Why must we persist in hanging on to colonial-era honorifics, asks Sumit Paul

Last week, the Supreme Court took exception to a petitioner addressing the judges as ‘Your Honour’, and reminded that it was the way judges were addressed in the US Supreme Court.

“When you say Your Honour, you either have the Supreme Court of the United States or the Magistrate in mind,” Chief Justice of India S A Bobde, heading a three-judge bench, said, as the petition by a law student seeking the court’s intervention in ensuring that judicial vacancies were filled up to tackle case backlog came up for hearing.

Colonial hangover

Well, the ‘learned’ Chief Justice of India’s objection is valid but it’d have been better had he suggested, like the legendary Chief Justice of India M C Chagla: “The moment a lawyer, petitioner or even a plaintiff calls me ‘Your Honour’, ‘Your Lordship’, or ‘My Lord’, a sense of uneasiness and embarrassment engulfs my whole existence and I request the person to call me just Mr Justice or Mr Chagla. These unnecessary lofty terms of address smack of slavery and colonial hangover.” (From ‘Roses in December’, deleted by the publisher after his demise in 1981).

So very true! All these ‘over-respectful’ terms are colonial modes of address used by the natives. A few years ago, the President of India, Mr Pranab Mukherjee, requested mediapersons and the public, not to address him ‘His Excellency’ when ‘Mr President’ or at the most, ‘Sir’ would be enough. Why cling on to the obsolete and defunct terms of the Raj, he asked?

Different strokes

It’s interesting to note that Durgadas mentioned in his famous book ‘India from Curzon to Nehru and After’ that, “The Brits had a different attitude towards browns and blacks. They (Brits) treated the people of the continent of Africa as scum when African nations were the colonies of the erstwhile Great Britain. But they were slightly ‘respectful’ to the brown natives of the sub-continent, who they treated comparatively less pejoratively...’ (Page 83).

That’s why when Bhagat Singh was tried for hurling a bomb at the Central Legislative Assembly and also for the murder of Saunders at a court in Lahore, he addressed the judge Mike Simpson as Mr Simpson and at a higher court, he addressed the senior judge Allen Covey as Mr Covey. Bhagat Singh was just 21 or 22 years old at that time (he was hanged at the age of 23), yet he was full of self-respect and despite India being colonised, the brave young man didn’t grovel like today’s Indians of a ‘free’ nation. He called the English judges as Mr so-and-so and none of them ever objected that the young man wasn’t upholding the dignity of the court.

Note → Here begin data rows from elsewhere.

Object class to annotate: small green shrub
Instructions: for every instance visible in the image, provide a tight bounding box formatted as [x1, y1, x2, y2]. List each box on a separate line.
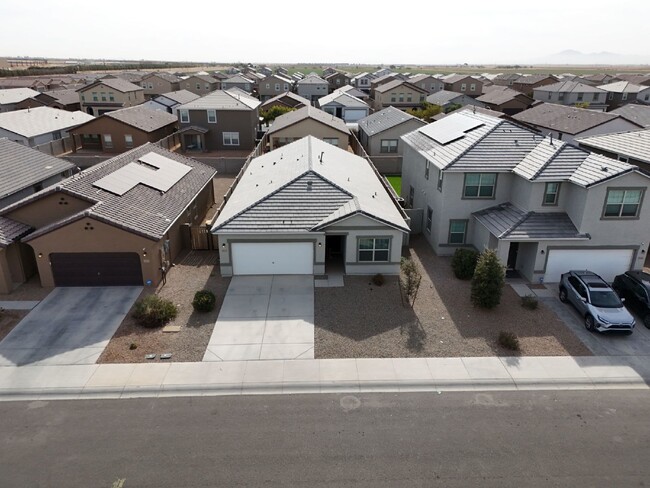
[192, 290, 217, 312]
[451, 248, 479, 280]
[133, 295, 178, 328]
[521, 295, 539, 310]
[498, 330, 519, 351]
[471, 249, 506, 309]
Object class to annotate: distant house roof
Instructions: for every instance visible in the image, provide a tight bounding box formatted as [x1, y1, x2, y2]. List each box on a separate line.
[476, 85, 533, 105]
[472, 203, 589, 241]
[260, 92, 311, 110]
[512, 103, 636, 135]
[0, 107, 95, 137]
[318, 90, 369, 108]
[268, 105, 350, 135]
[178, 90, 260, 110]
[212, 136, 409, 233]
[375, 79, 428, 93]
[358, 107, 426, 136]
[154, 90, 201, 104]
[0, 143, 216, 241]
[45, 88, 79, 105]
[0, 138, 75, 199]
[93, 105, 178, 132]
[609, 103, 650, 127]
[536, 80, 605, 93]
[0, 88, 41, 105]
[598, 81, 650, 93]
[577, 129, 650, 164]
[77, 78, 143, 93]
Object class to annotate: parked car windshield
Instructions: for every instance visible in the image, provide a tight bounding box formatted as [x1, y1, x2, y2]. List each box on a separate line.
[590, 291, 623, 308]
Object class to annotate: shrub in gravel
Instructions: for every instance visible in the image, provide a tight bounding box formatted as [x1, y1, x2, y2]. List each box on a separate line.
[372, 273, 386, 286]
[521, 295, 538, 310]
[192, 290, 217, 312]
[498, 330, 519, 351]
[471, 249, 506, 308]
[133, 295, 178, 328]
[451, 248, 479, 280]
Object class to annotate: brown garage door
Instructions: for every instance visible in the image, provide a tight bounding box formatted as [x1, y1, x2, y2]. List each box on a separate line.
[50, 252, 142, 286]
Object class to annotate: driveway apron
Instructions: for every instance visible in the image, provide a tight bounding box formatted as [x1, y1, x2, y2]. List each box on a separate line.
[203, 275, 314, 361]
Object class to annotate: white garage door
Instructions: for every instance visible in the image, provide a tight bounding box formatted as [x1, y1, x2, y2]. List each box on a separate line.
[232, 242, 314, 275]
[345, 108, 368, 122]
[544, 249, 634, 283]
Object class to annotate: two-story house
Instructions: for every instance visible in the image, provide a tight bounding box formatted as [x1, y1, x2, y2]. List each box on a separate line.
[77, 78, 145, 116]
[442, 75, 483, 98]
[296, 74, 330, 103]
[176, 90, 260, 151]
[373, 80, 427, 110]
[180, 75, 221, 96]
[257, 74, 293, 102]
[598, 81, 650, 110]
[402, 109, 650, 282]
[533, 81, 607, 111]
[140, 71, 181, 100]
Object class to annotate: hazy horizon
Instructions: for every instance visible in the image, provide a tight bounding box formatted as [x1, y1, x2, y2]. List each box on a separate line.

This is the attitude. Why can’t the people, plaintiffs and lawyers of a ‘free’ nation like India call the judges as Mr/Ms/Mrs so and so? Do you know that even in a failed country like Pakistan, lawyers and petitioners address the judges of the lower court, sessions court, high court and Supreme Court as janaab and janaba so and so. The same system is prevalent in Saudi Arabia, which is an extremely strict country. Mr or Monsieur Justice are commonly used terms in the parlance of the judiciary in most European countries.

Servile mentality

There’s a specimen letter at the library of Calcutta University. Way back in 1936, when the great Frank Fowler (younger brother of the linguist Graham Fowler, famous worldwide for Fowler’s English Grammar) was the head of the department of English at Calcutta University, his subordinate professor Nilkant Mukherjee wrote an application to him (Fowler), ending it with ‘Your most obedient slave’! Appalled, the gentle genius immediately called Mukherjee and asked him, “When did I hire you as a slave? Please never use such demeaning terms. Just write, Mr Fowler.”

Using the most servile and exasperating honorifics and terms of address is a national characteristic of Indians. Here, every other person is an uncle, aunt, His Holiness, Sadhguru, Sri Sri and what not. The proclivity to use sahab, maharaj, tai, didi, uncle and all that jazz is actually disrespectful and utterly frivolous. But so naive are Indians that they don’t know this.

So, it’s time to dispense with these slavish and most disparaging terms like Your Honour, My Lord, Your Lordship. Indians haven't yet come out of the colonial hangover. This saddens a person of self-respect.

Lastly, the first CJI, Harilal J Kania suggested the removal of Your Honour, Your Lordship etc. way back in 1949. Readers must know that during the trial at Red Fort for the assassination of M K Gandhi, Nathuram Godse and N D Apte addressed all judges as Mr so and so and no judge took umbrage!

The writer is an advanced research scholar of Semitic languages, civilisations and cultures.